Hier auf dem weitläufigen, offenen Areal des Kreisbauhofs ist das noch recht einfach zu erkennen. Es gibt auch weit schwierigere Einsatzszenarios. Man übe zum Beispiel auch in großen Gebäuden wie Schulen oder Krankenhäusern, sagt Karrasch. Die Eichstätter Bepo ist hier in ganz Bayern oder bei Großereignissen auch zur Unterstützung in anderen Bundesländern im Einsatz. Erst vor wenigen Wochen sei man in Regensburg im Großeinsatz gewesen, erzählt Einsatzleiter Josef Waffenschmidt. Im Ernstfall wisse man nie so ganz genau, was einen erwartet.
Heute ist er zufrieden mit seiner Truppe, wie er gegen Ende sagt. Gerade werden die Verletzten versorgt – inzwischen sei man auch dafür ausgebildet und auch entsprechend ausgerüstet, um Schwerverletzte erstzuversorgen, erklärt Karrasch. Da habe sich in den letzten Jahren schon vieles verbessert und sei intensiver geworden.

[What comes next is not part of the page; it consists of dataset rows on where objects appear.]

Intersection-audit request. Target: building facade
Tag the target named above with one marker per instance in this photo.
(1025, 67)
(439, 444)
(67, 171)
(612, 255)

Die Polizei will vorbereitet sein.
Nach vier Stunden Übung ist erst Mittag. Nachmittags folgt der nächste Einsatz – diesmal ist die 24. Einsatzhundertschaft dran, um die neuen Flüchtlingsunterkünfte in der Turnhalle Schottenau in Eichstätt mit aufzubauen, die gerade noch „Demonstranten“ und „Täter“ gespielt haben. Aus ihnen werden dann wieder helfende Staatsdiener – das wolle man ja auch sein, sagt Stefan Karrasch. Aber wenn es ernst wird, müsse man eben auch im Rahmen der rechtlichen Vorgaben das Gewaltmonopol des Staates umsetzen – auch um friedliche Bürger zu schützen. Und auch die ältere Dame konnte von Beobachtern wie Bezirksrat Reinhard Eichiner, der sich den „beeindruckenden“ Einsatz den ganzen Vormittag über mit angesehen hat, beruhigt werden: Nein, der Bischof wurde nicht entführt. Alles nur eine Übung.